I have to show that :
Lemma bsuccOK: forall l, value (bsucc l) = S (value l).
with an induction proof, but I don't understand how to do it.
Here is the bsucc function:
Fixpoint bsucc (l: list bool): list bool := match l with
|[]=>[]
|r::true=>(bsucc r)::false
|r::false=>r::true
end.
Lemma bsucc_test1: bsucc [false;true;false;true] = [true;true;false;true].
Proof.
easy.
Admitted.
It gives the successor of a list of booleans representing a binary number.

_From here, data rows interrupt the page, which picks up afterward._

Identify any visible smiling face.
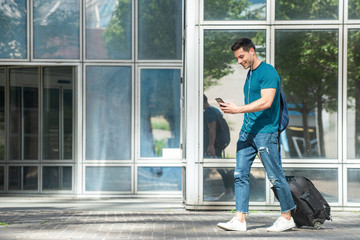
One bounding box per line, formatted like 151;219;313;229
233;47;255;69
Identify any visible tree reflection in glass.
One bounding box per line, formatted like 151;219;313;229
86;0;131;59
275;0;338;20
275;30;338;158
140;69;181;158
348;0;360;19
347;30;360;159
33;0;79;59
0;0;27;58
204;0;266;21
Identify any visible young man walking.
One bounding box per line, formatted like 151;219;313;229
217;38;296;232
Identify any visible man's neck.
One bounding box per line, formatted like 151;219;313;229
251;57;262;70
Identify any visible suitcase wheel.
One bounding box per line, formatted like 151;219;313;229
313;221;322;230
295;223;302;228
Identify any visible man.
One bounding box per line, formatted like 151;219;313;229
217;38;296;232
203;95;234;199
203;94;223;158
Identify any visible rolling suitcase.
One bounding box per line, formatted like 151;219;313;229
273;176;332;229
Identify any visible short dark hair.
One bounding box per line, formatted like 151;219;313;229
203;94;208;103
231;38;256;52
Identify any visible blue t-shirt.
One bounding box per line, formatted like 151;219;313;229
241;62;280;133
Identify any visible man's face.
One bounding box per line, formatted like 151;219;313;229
233;47;254;69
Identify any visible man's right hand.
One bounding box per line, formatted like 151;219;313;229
220;102;242;114
207;145;216;157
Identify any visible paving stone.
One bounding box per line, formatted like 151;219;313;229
0;210;360;239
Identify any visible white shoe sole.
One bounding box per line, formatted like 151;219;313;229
266;224;295;232
217;223;246;231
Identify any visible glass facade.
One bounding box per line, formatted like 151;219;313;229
43;67;73;160
204;0;266;21
85;0;132;60
197;0;360;209
347;29;360;159
42;166;72;190
203;167;265;202
138;0;182;59
275;0;338;20
0;0;27;59
137;167;182;191
347;168;360;203
33;0;80;59
140;69;181;158
9;68;39;161
0;69;4;160
0;165;4;191
85;166;131;192
86;66;132;160
275;30;338;159
0;0;359;210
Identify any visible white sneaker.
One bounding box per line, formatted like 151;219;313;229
266;216;295;232
217;217;247;231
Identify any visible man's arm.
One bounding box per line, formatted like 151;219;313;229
207;121;216;156
220;88;276;114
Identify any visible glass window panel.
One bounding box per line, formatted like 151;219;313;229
43;166;72;190
8;166;38;190
137;167;181;191
140;69;181;158
0;166;4;191
347;168;360;203
138;0;182;60
33;0;80;59
283;168;338;203
203;167;266;202
347;29;360;159
9;166;21;190
86;0;131;59
9;68;39;160
85;166;131;191
275;0;338;20
275;30;338;159
23;166;38;190
63;89;73;159
348;0;360;19
0;0;27;58
203;30;265;159
204;0;266;21
43;67;73;160
182;167;186;200
0;69;4;160
86;66;132;160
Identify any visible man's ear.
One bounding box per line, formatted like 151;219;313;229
250;48;255;56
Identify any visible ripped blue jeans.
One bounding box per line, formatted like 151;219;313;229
234;130;296;213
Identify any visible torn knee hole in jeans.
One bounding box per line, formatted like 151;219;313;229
269;179;277;185
258;147;269;154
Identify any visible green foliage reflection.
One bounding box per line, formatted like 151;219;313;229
347;30;360;157
203;30;265;89
204;0;265;20
275;30;338;157
275;0;338;20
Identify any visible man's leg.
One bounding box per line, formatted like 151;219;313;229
234;132;257;216
217;131;257;231
254;132;296;232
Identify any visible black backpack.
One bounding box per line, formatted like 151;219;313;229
209;108;230;150
279;87;289;133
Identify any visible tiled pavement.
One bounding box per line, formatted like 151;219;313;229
0;198;360;240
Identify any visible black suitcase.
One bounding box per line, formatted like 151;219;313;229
272;176;332;229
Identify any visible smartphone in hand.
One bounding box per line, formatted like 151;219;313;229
215;97;224;104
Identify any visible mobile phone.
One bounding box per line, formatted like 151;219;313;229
215;97;224;104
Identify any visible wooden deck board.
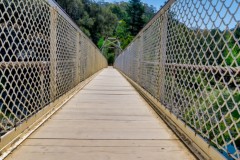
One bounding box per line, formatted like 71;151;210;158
6;67;195;160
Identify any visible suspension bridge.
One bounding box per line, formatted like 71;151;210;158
0;0;239;159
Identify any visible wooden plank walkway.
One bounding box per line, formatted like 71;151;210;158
6;67;195;160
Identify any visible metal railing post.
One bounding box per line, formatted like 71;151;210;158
76;33;81;85
50;7;58;102
114;0;240;159
159;13;167;102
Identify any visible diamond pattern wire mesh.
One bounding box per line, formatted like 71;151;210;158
55;14;77;99
0;0;107;137
115;0;240;159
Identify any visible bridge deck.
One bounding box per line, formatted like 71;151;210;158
6;67;195;160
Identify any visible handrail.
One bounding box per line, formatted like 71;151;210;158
0;0;107;152
115;0;240;159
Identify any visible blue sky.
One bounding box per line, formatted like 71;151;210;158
102;0;166;10
101;0;239;30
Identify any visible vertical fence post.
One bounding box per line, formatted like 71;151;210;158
159;12;168;103
139;36;143;87
136;37;140;84
50;7;57;101
75;33;81;85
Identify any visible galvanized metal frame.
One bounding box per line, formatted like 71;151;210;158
0;70;101;158
119;70;225;160
115;0;240;159
0;0;107;154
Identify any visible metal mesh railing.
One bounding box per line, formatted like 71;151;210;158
0;0;107;137
115;0;240;159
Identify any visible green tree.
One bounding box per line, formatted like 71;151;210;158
127;0;145;36
97;37;105;49
55;0;155;48
142;4;156;23
77;11;95;37
108;2;129;21
115;20;133;49
89;5;118;44
55;0;84;21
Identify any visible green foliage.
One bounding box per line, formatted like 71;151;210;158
142;4;156;23
166;19;240;152
77;11;95;37
127;0;145;36
55;0;84;21
107;53;115;65
55;0;156;49
109;3;128;21
115;20;134;49
97;37;105;49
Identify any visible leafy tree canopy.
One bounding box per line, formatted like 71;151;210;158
55;0;157;49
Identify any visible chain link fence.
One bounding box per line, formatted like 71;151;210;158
115;0;240;159
0;0;107;137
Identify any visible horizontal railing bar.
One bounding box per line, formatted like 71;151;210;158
140;61;240;72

Any help would be very appreciated!
Which binary representation do you use ?
If you consider Least significant bits first, then for instance 4 is represented as [false;false;true].
Here is a definition of bsuccand value. Note the order of arguments in list notations, and a slight change in bsucc []. Hope it's OK.
Require Import List Lia.
Import ListNotations.
(** Least significant bit first *)
Fixpoint bsucc (l: list bool): list bool :=
match l with
| [] =>[true]
| true::r => false:: (bsucc r)
| false::r => true::r
end.
Fixpoint value (s:list bool): nat:=
match s with
| [] => 0
| true::r => S (2 * value r)
| false::r => 2 * value r
end.
Compute value [false;false;true]. (* 4 *)
Then, your goal is solvable, by induction on l. Tactics you may also use are cbnor simpl, case, rewrite, and lia(for linear arithmetic).